A la Recherche du Loup
Suivi du loup en vallée de Chamonix-Mont-Blanc : une aventure scientifique et collective
Printemps 2020. Alors que la France entière est confinée en raison de la pandémie de Covid-19, un autre événement marque discrètement la vallée de Chamonix-Mont-Blanc : le loup est de retour.
Pas par des observations directes, mais par une attaque sur un troupeau dans le village de Servoz, où j’étais alors élu, délégué à l’environnement.
La naissance d’un groupe de suivi inédit
Rapidement, une volonté émerge : faire différemment ici, à Chamonix, qu’ailleurs. Les acteurs locaux de l’environnement se mobilisent pour créer un groupe de suivi, piloté par l’IPRA et commandité par le vice-président de la Communauté de communes. Nous nous répartissons les secteurs et déployons un dispositif de pièges vidéo pour suivre les déplacements des individus et mieux comprendre leurs comportements.

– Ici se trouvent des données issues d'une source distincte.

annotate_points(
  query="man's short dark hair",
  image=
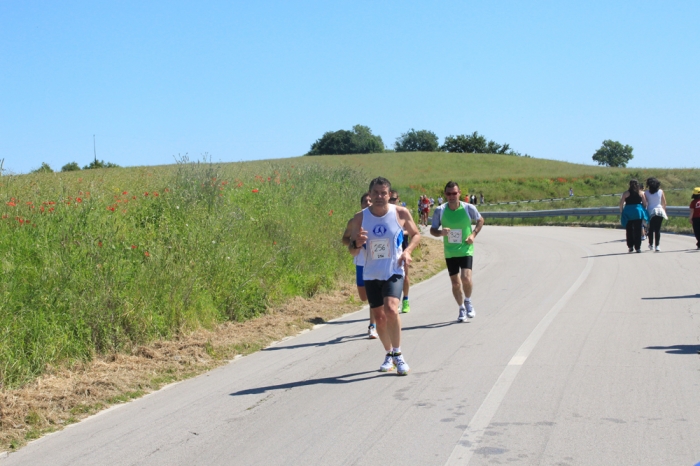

Les débuts : tâtonnements et apprentissages
La première année est celle des essais et erreurs. Observation après observation, relève de piège après relève de piège, nous identifions peu à peu les lieux les plus adaptés, les sentiers les plus empruntés. À force de persévérance, nous finissons par couvrir l’ensemble de la Communauté de communes avec plus de 40 pièges vidéo.
Deux couples de loups sont repérés : l’un côté Servoz, l’autre côté Vallorcine. Ce sera le point de départ d’un suivi rigoureux et méthodique.
Six ans de suivi : une dynamique en constante évolution
Au fil des années, les meutes se forment, se disloquent, se reconstituent. Les territoires évoluent, parfois de manière spectaculaire : des zones initialement modestes deviennent vastes avec l’arrivée de louveteaux, qui exigent davantage de ressources.
Après six ans de suivi, nous connaissons bien les loups de la vallée. Pourtant, chaque année nous réserve son lot de surprises. Le loup reste une espèce insaisissable, qui échappe à toute logique humaine.
Un projet au service des acteurs locaux
Ce travail d’étude a permis d’apporter des informations précieuses aux bergers, leur permettant de mieux comprendre ce qui se passe en montagne sur la thématique du loup. Toutes les données et les comptes-rendus saisonniers leur ont été transmis systématiquement.
L’IPRA et ASTERS ont également utilisé ces années de suivi pour mener à bien le projet de recherche TIREX, que je t’invite à découvrir.
Pourquoi ce suivi est-il si fascinant ?
Le loup est un animal mystérieux, adaptable et résilient. Son étude nous pousse à repenser notre rapport à la nature, à accepter que certaines réponses nous échappent encore. En partageant ces observations, nous espérons contribuer à une meilleure cohabitation entre l’homme et cette espèce emblématique.
Carnet de terrain
Jeudi 9 octobre 2025
Rendez-vous à 9 h sur les hauteurs de la vallée de Chamonix avec une partie du staff de la Compagnie des Guides et Pierre, un ami accompagnateur.
L’objectif du jour : capturer des images du brame du cerf, en pleine période de rut.
Nous partons pour une vallée perdue, loin de l’agitation. En chemin, nous croisons un chasseur. Il nous parle de ses doutes sur la présence du grand prédateur — le loup. Pour lui, son impact sur le gibier est important. Je n’aime guère ce type de discussions, souvent nourries de craintes et d’interprétations personnelles. Difficile d’y injecter du réel, de la science. J’écoute, avec mon statut d’élu, je ne peux faire autrement, mais je ne relance pas. Nous avons une mission : ne pas rater le spectacle du jour.
Arrivés devant la place de brame, il est déjà fin de matinée. Ce lieu est sublime, inaccessible, préservé. Ici, les cerfs brament toute la journée, sans être dérangés.
Nous observons cerfs et biches à bonne distance. Puis nous entamons une remontée vers un vallon oublié. En marchant, le brame du cerf laisse place à un hurlement.
Ce hurlement, je l’ai rêvé.
Je me retourne et plonge mes yeux dans les jumelles.
En moins de deux secondes, j’aperçois un loup. Puis plusieurs.
La meute est là, devant moi.
Nous sommes abasourdis. Sans un mot, nous sortons longue-vue et appareils photo. Je fais quelques rushs, peu exploitables à cause de la brume de chaleur, mais assez nets pour graver ce moment dans ma mémoire.
Nous restons 20 longues minutes à les observer, immobiles, le souffle coupé.
J’aurais pu y passer des heures.
Mais nous avons encore un long chemin à faire pour rentrer avant la nuit et nos obligations personnelles.
Nous devons partir.
Mais nous emportons avec nous l’assurance d’avoir vécu une observation exceptionnelle.